A new startup Framework in San Francisco has been launched with the goal of repairing an ‘incredibly broken’ computer industry, as the CEO says. To combat this, Framework laptops are an ecosystem of pieces that come together in a computer that can constantly evolve.
The founder of Framework and one of the original Oculus employees tells Nirav Patel The edge that he wanted to tackle the big problems in the computer industry with his new company.
“As a consumer electronics company, your business model basically depends on producing steady tons of hardware and pushing it into channels, the market, and into the hands of the consumer, then drop it a little bit and let it exist out there,” Patel says. . “It encourages waste and inefficiency and ultimately environmental damage.”
To address this issue, Patel and his team created Framework: an ecosystem that is more than an individual product capable of interchanging and upgrading different parts over time to allow customization and easier repair. and of course the device can improve with changes in technology.
The basic framework comes with a 13.5-inch screen with a 2256 × 1504 resolution, a Full-HD 60 frame per second webcam, a 55 Wh battery and a 2.87 pound aluminum chassis. It is powered by 11th Gen Intel processors, up to 64 GB DDR4 memory and 4 TB (or more) Gen4 NVMe SSD storage.
All these parts, from the battery to the memory to the storage, can be swapped and changed over time, which is not particularly uncommon for desktop computers, but is becoming increasingly rare (or never existed before) in laptops. But Framework goes even further, offering the ability to swap out even external parts like ports, the keyboard, or even the screen and bezels (which are held in place by magnets).
The company also offers a ‘do-it-yourself’ kit of parts you select at purchase that allows customers to build their own laptops at home and install Windows 10 Home, 10 Pro or Linux. All those parts can of course also be replaced and upgraded at any time.
Framework will support these interchangeable parts through its own marketplace it will launch, which will serve as a hub for buying and selling parts. That marketplace will serve as a centralized point for consumers, but is open to outside sellers and resellers. Framework hopes that those who break a part or simply want to replace it with something else will know that it is easy to find what they are looking for in the Framework market, rather than scouring the internet for the best options.

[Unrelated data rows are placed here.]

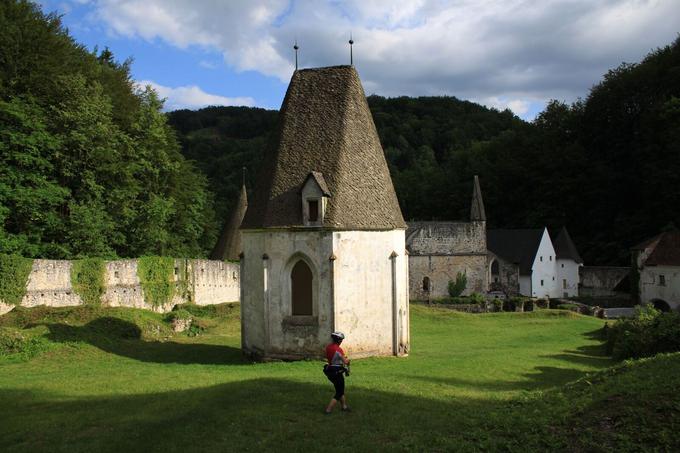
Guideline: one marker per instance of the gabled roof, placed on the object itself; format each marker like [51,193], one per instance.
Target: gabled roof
[565,248]
[477,207]
[325,126]
[666,250]
[516,246]
[318,178]
[228,245]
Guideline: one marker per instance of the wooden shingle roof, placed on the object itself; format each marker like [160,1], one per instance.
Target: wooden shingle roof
[325,126]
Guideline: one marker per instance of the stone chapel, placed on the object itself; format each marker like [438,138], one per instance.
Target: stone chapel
[323,238]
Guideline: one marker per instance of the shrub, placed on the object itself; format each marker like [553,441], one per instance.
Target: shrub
[87,279]
[456,288]
[649,332]
[476,298]
[156,276]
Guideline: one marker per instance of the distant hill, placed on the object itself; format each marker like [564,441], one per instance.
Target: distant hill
[418,135]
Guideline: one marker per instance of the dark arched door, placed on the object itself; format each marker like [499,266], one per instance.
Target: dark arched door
[301,283]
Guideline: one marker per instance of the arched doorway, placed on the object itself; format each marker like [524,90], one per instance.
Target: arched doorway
[301,279]
[661,305]
[495,271]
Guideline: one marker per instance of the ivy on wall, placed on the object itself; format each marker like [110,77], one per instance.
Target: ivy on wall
[14,271]
[87,278]
[156,276]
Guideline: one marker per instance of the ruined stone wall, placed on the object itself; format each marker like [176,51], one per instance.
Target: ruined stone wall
[507,279]
[441,269]
[600,281]
[446,238]
[208,282]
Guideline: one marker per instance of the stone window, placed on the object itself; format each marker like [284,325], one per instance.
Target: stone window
[426,284]
[301,289]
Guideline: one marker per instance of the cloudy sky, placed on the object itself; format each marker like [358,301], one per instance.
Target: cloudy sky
[513,54]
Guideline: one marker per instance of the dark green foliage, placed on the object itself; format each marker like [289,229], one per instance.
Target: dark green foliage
[14,271]
[87,279]
[156,277]
[457,287]
[88,164]
[648,333]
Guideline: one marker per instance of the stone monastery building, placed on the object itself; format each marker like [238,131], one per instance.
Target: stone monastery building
[323,238]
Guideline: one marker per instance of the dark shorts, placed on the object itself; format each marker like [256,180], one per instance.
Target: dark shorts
[336,375]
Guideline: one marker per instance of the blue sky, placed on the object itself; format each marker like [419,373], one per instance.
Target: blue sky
[513,54]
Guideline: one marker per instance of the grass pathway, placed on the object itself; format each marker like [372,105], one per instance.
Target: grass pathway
[470,383]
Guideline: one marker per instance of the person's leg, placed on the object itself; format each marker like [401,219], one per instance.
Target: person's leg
[339,384]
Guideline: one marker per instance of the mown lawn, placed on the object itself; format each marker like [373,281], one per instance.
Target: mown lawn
[472,382]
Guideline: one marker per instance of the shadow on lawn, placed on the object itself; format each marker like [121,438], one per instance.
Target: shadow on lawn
[124,338]
[258,415]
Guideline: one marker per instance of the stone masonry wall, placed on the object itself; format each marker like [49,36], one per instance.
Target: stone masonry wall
[208,282]
[441,269]
[600,281]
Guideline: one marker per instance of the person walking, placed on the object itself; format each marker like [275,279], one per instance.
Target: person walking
[335,370]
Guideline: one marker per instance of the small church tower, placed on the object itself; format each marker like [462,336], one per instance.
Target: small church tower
[323,237]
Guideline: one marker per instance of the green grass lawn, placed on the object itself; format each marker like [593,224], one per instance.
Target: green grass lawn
[472,382]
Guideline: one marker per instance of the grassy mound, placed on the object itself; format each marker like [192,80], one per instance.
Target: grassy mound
[500,381]
[634,406]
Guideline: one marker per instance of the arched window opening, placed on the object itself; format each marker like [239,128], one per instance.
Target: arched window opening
[661,305]
[301,282]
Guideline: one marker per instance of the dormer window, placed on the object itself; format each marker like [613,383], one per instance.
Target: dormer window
[313,208]
[315,195]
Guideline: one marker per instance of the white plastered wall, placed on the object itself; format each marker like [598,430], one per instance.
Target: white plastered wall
[371,291]
[359,287]
[567,272]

The concept sounds great, but like that The edge points out: it has been done before and failed. Intel tried modular computers and failed, Compute Card’s Ghost Canyon NUC was unable to keep up to date with new parts, and Alienware’s Area-51m never got the future-proof parts it promised. Framework’s success depends solely on its ability to deliver on the promise of parts that customers actually want to upgrade to, and relying on third-party manufacturers to do that in the beginning is probably not enough.
Patel believes that the companies that have failed in this concept in the past did so because they were not committed to it, and since this is Framework’s entire business strategy, the outcome will be different.
Framework will begin taking preorders this spring and expect shipping to begin in the summer. No prices have been announced for the time being, but Patel says The edge expect it to be “on par with other well-reviewed notebooks”.